Pixel Resolution

People often use the terms Image Resolution and Pixel Resolution synonymously but there is a distinction.

Image Resolution is a way of quantifying how much detail has been captured in an image and is affected by such things as the resolving power of the lens and the quality of the image sensor. Image resolution is often expressed in lines or line pairs per millimetre.

Pixel Resolution on the other hand is a simple measure of the density of pixels in an image, usually expressed as a number of Pixels Per Inch (PPI) . Pixels Per Inch can confuse people because a 1 X 1 inch Image with a pixel resolution of 100 PPI actually contains a total of 10,000 pixels. 100 PPI really means 100 X 100 pixels per square inch..

The more pixels per square inch an image has the greater the potential for higher output quality.

Where more pixels means more quality.

These 4 little graphics are all the same size but they have different pixel resolutions.
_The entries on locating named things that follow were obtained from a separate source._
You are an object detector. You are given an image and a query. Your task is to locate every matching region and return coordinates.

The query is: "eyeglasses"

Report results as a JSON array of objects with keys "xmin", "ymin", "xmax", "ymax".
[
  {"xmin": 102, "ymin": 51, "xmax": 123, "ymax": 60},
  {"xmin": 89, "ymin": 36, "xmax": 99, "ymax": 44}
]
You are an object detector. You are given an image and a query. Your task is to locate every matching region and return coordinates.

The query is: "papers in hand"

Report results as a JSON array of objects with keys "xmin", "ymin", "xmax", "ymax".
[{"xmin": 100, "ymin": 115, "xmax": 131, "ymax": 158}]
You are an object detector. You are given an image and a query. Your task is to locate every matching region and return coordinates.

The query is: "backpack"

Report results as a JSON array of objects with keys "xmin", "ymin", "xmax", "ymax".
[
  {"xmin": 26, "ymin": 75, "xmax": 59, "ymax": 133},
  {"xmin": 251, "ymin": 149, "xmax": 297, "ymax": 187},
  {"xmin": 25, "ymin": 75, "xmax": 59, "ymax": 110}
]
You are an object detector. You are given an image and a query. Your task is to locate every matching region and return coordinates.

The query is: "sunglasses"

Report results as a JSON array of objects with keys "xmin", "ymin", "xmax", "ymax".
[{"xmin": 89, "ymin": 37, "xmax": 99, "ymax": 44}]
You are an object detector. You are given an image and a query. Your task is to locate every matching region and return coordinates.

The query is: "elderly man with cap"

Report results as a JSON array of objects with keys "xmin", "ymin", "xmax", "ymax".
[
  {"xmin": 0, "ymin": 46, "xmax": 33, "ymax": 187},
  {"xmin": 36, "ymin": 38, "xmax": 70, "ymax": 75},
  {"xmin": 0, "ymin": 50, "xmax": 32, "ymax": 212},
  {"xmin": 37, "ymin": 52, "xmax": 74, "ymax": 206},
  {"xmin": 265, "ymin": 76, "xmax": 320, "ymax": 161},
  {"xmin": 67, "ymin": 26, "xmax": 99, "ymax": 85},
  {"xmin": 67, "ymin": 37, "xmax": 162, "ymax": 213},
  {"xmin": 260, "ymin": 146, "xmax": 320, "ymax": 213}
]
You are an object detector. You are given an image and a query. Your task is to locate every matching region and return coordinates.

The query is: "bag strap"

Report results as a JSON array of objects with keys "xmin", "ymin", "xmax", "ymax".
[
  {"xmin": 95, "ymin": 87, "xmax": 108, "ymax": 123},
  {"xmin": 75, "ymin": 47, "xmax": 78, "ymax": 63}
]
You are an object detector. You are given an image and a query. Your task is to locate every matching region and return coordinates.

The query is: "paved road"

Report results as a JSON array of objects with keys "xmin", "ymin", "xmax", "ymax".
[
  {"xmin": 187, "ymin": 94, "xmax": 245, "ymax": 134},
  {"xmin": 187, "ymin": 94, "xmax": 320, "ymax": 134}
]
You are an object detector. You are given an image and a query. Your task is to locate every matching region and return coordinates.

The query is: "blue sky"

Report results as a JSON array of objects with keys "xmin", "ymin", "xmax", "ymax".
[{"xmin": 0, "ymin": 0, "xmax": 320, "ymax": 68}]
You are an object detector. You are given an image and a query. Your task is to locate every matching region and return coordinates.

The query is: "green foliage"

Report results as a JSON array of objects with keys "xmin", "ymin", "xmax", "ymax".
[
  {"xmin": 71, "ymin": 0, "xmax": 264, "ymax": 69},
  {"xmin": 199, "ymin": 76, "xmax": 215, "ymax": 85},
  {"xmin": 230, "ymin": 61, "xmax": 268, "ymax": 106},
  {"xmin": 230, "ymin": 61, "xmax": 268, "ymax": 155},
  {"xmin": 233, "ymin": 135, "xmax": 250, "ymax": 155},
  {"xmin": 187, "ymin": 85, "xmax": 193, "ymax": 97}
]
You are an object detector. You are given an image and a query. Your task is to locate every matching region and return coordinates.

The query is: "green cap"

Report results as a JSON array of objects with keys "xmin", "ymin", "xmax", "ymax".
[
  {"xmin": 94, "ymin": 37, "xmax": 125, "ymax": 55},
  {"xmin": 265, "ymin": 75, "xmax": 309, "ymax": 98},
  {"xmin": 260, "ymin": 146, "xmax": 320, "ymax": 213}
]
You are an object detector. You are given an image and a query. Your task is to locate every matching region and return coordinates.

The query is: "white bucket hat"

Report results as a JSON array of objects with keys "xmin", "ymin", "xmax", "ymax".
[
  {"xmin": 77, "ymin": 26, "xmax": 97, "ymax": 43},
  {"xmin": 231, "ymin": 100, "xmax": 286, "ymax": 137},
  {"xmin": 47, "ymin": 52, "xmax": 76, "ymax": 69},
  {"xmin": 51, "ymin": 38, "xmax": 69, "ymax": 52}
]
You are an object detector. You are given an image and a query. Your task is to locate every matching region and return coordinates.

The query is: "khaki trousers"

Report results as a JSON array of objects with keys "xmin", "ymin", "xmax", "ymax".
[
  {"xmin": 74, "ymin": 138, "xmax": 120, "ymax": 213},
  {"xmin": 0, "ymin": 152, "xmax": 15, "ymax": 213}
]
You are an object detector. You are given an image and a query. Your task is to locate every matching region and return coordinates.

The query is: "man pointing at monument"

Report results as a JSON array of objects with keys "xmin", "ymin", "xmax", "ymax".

The first image is 100 Pixels Per Inch (PPI), the 2nd is 50 PPI, the 3rd from 25 PPI and the last one has a resolution of just 10 PPI.

An Ideal output resolution for printing

When printing, output resolution is expressed as the physical print size at a given pixel resolution.
For example: 20 x 40 inches at 300 PPI.

There is no single correct output resolution, and it depends to some extent upon the device you are outputting to. Not long ago 180 PPI was considered all you needed to sharply render a digital image in print. As technology has improved and printers have become capable of showing more and more detail, it's been established that some printers can resolve more detail than this.

For really high quality printing the ideal output resolution is now considered to be 300 PPI. At this level you can expect to get an excellent, faithful print (assuming your printer knows what they are doing).

At Finer Image, our printing process is capable of revealing yet more detail an we quote an ideal pixel resolution 360 PPI. This level of detail is beyond what the naked eye can see so we are talking razor sharp reproduction!

Up scaling Images

Having just read the last paragraph you may be tempted to scale all your images to 360 PPI. If you are downscaling to get to 360 PPI (i.e. you have pixels to spare), this would be a good strategy. On the other hand if you want to print big and you don't seem to have enough pixels to play with don't go crazy up scaling!

Having conducted extensive testing we recommend that if your image has less than 180 PPI resolution, it is worth carefully up scaling it to this point but not beyond. You will only succeed is increasing the amount of artifacts (noise) in your image beyond that point.

For images that don't contain a lot of fine detail you can get amazing results below 180 PPI.

Bigger Prints need less PPI

As the size of the print increases so does the comfortable viewing distance. For this reason you don't need as many Pixels Per Inch. A 40 X 30 inch print can look fantastic with a pixel resolution around 100 PPI.